Morgen werde ich noch eine Runde drehen, dann bin ich bis zum WE blockiert. Meine Frau hat mehrere Ausgänge diese Woche  

So long
Lars


----------



## MTB-News.de




----------



## Pepin (26. November 2006)

versuch das mit den rednoses schon mit reisddorf aber kasten ist leer 

werde morgen in rath starten und mal sehen wann ich dienstag von der dienstreise zurück bin mittwoch bin ich aufjedenfall wieder beim KFL am start


----------



## MTB-Kao (27. November 2006)

Pepin schrieb:


> versuch das mit den rednoses schon mit reisddorf aber kasten ist leer



das ist natürlich auch eine möglichkeit  



Pepin schrieb:


> werde morgen in rath starten und mal sehen wann ich dienstag von der



dann sehen wir uns wahrscheinlich heute abend  mal schauen ob dat crossie auch dabei ist...


----------



## Pepin (29. November 2006)

ui dat sieht aber heute schlecht aus keiner von uns beim KFL heute abend.

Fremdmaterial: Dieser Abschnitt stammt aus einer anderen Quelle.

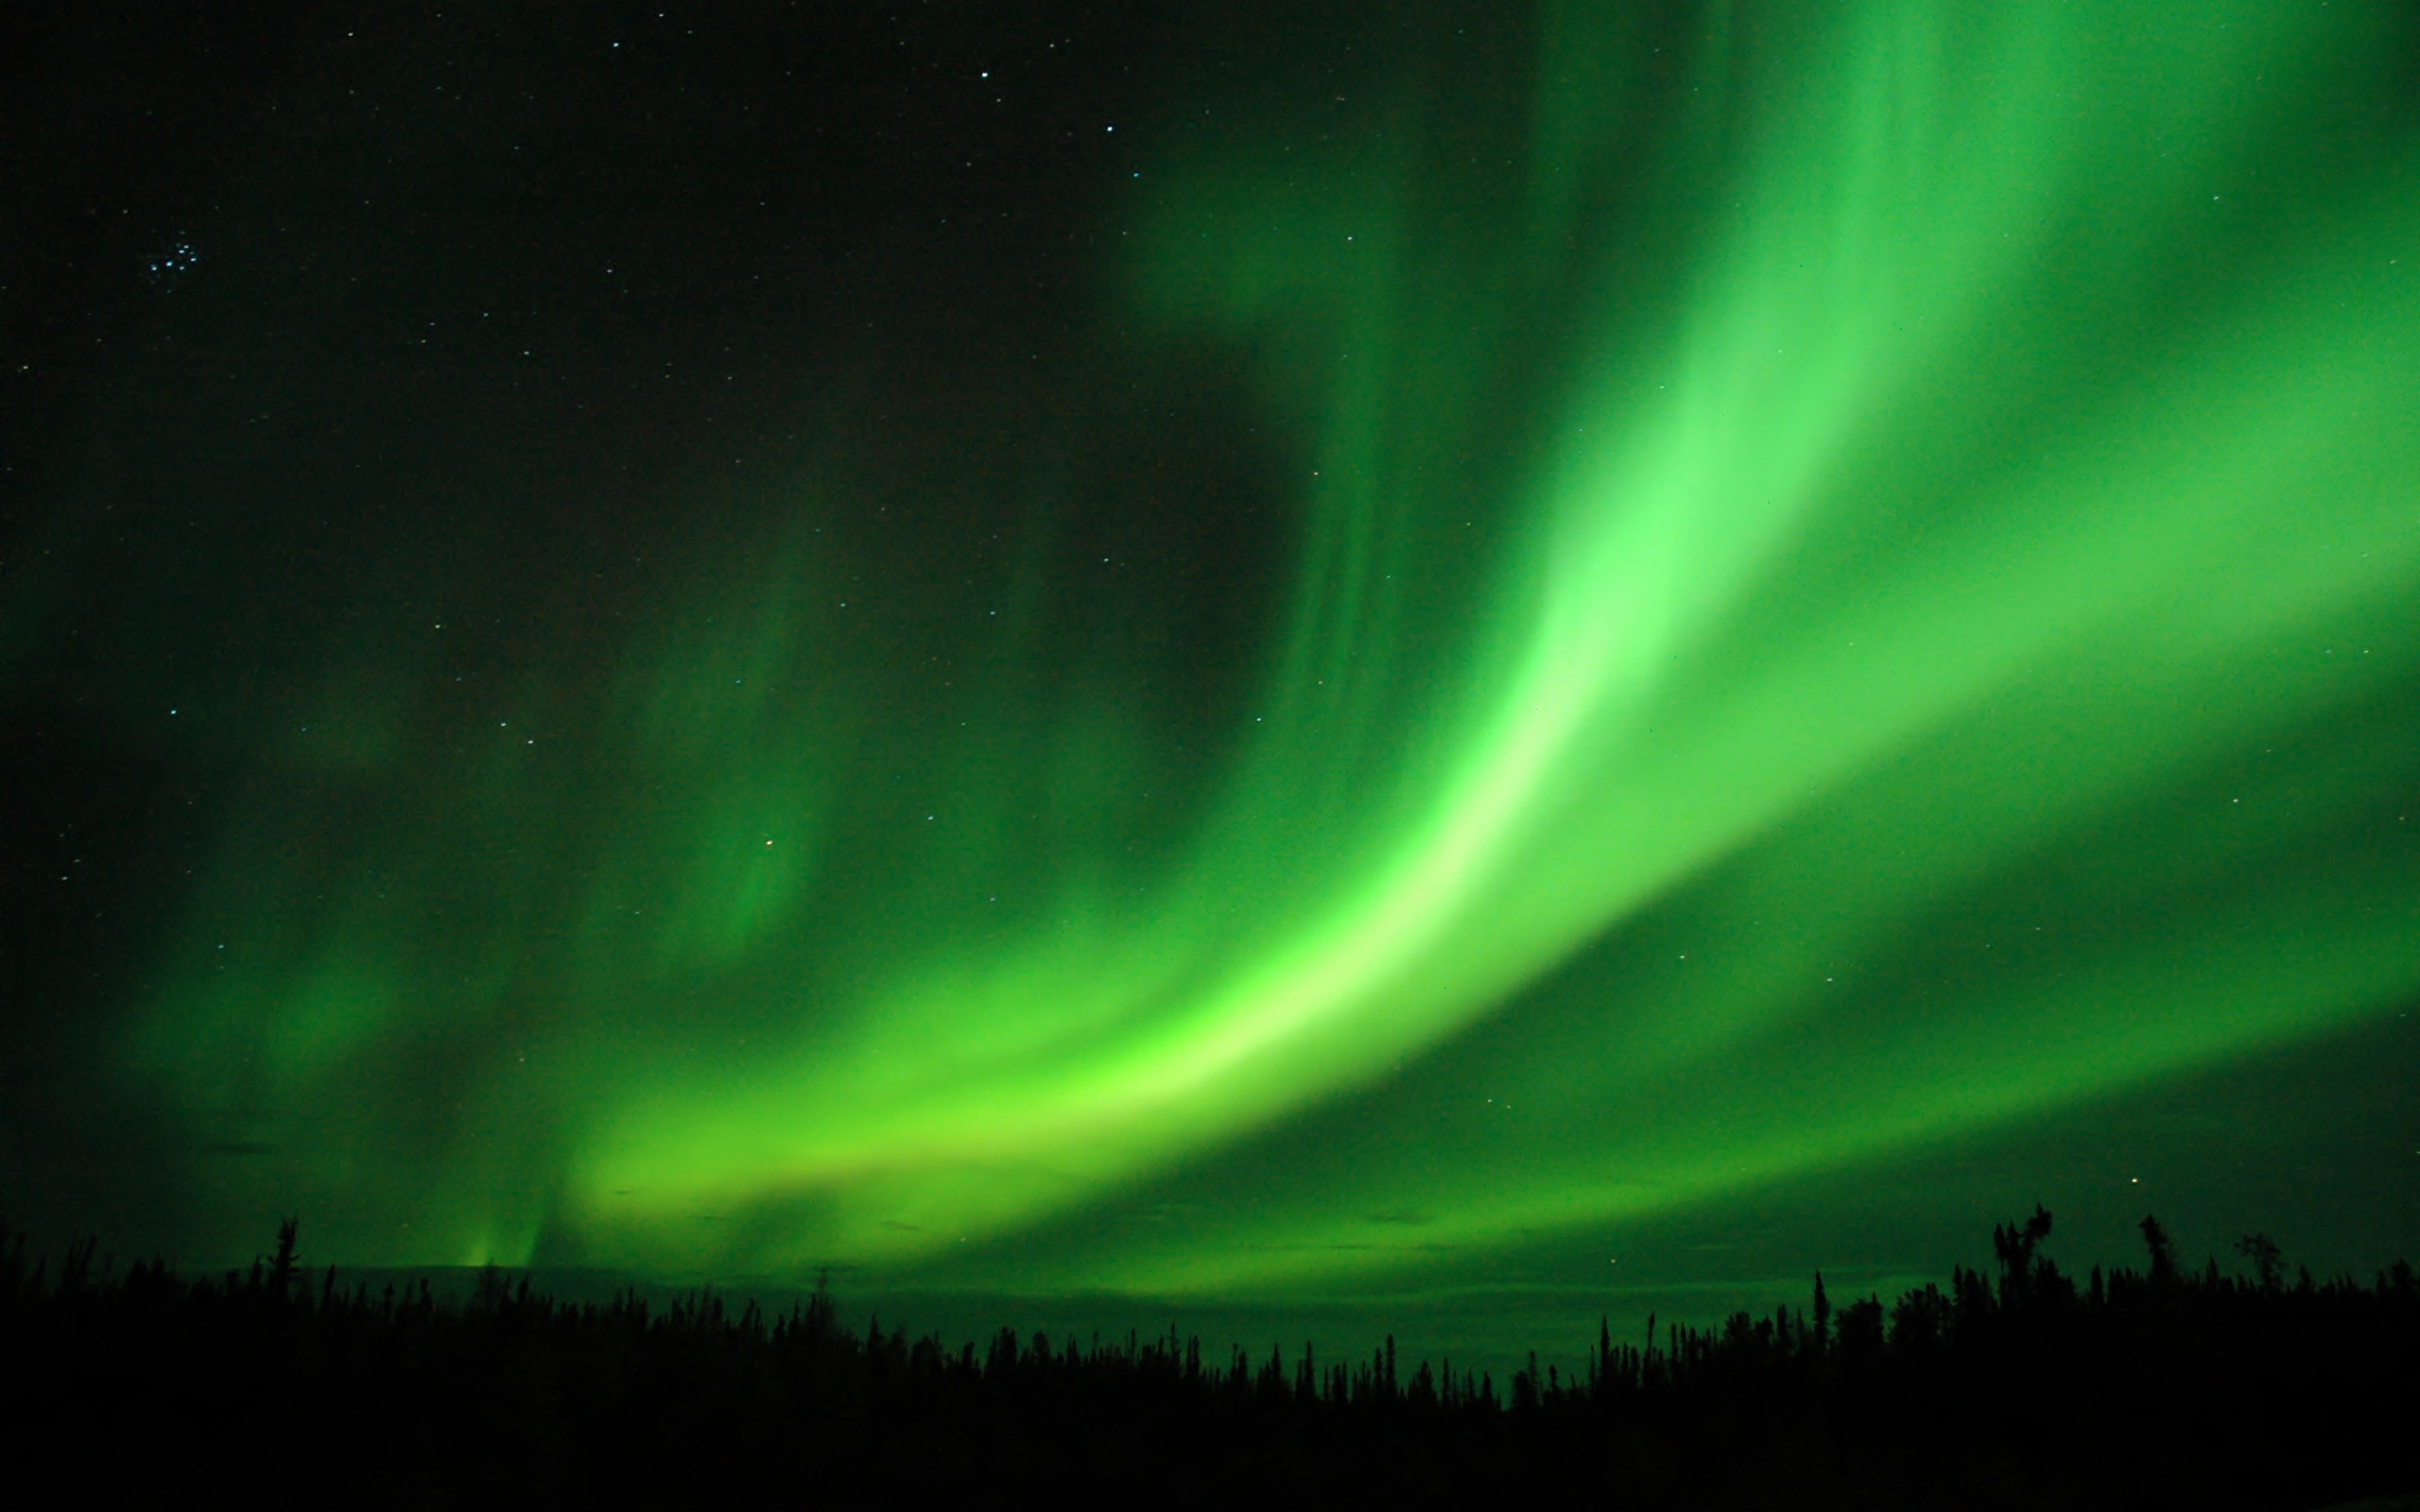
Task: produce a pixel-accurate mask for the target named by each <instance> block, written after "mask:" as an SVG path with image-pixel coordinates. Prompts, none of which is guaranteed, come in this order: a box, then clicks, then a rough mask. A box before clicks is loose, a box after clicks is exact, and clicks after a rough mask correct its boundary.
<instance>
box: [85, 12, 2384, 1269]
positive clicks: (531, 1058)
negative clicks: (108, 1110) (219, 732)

dat gibt aber einen rückschlag


----------



## MTB-Kao (30. November 2006)

Pepin schrieb:


> ui dat sieht aber heute schlecht aus keiner von uns beim KFL heute abend.
> 
> dat gibt aber einen rückschlag



na wenigstens hältst du die fahne hoch  für's kinder hüten und büsche beschneiden gibt es ja leider keine punkte


----------



## Pepin (30. November 2006)

war heut mal schnell auf den drachenfels und ölberg nuf


----------



## Demo_Ses_Glory (30. November 2006)

Hi Micha,

gratuliere zu Deinen200Punkten!  
Habe jetzt auch meinen Geko bekommen und will´ihn demnächst einsetzen.


----------



## Pepin (30. November 2006)

danke danke

und wenn du mit geko fährst sag bescheid


----------



## MTB-Kao (3. Dezember 2006)

michael geht stramm auf die 200 punkte zu  aber auch helmut ist mittlerweile im dreistelligen bereich angekommen  mal schauen was unser schokocrossie so getrieben hat in letzter woche. basti scheint verschollen  werde morgen bei bikekiller oder dienstag bei pepin mitfahren. mal schauen


----------



## Pepin (5. Dezember 2006)

ich kann jetzt nur noch mit meinem trekkingrad punkten. schade.
naja also haut mal rein das wir unter den top 100 bleiben 

bin ja ab weihnachten 2 wochen wech.


----------



## MTB-Kao (5. Dezember 2006)

dafür dass wir momentan quasi nur zu dritt punkten, stehen wir doch gar nicht so schlecht da. bin gestern schon mit bikekiller eine ähnliche runde, wie du sie heute vor hast, gefahren.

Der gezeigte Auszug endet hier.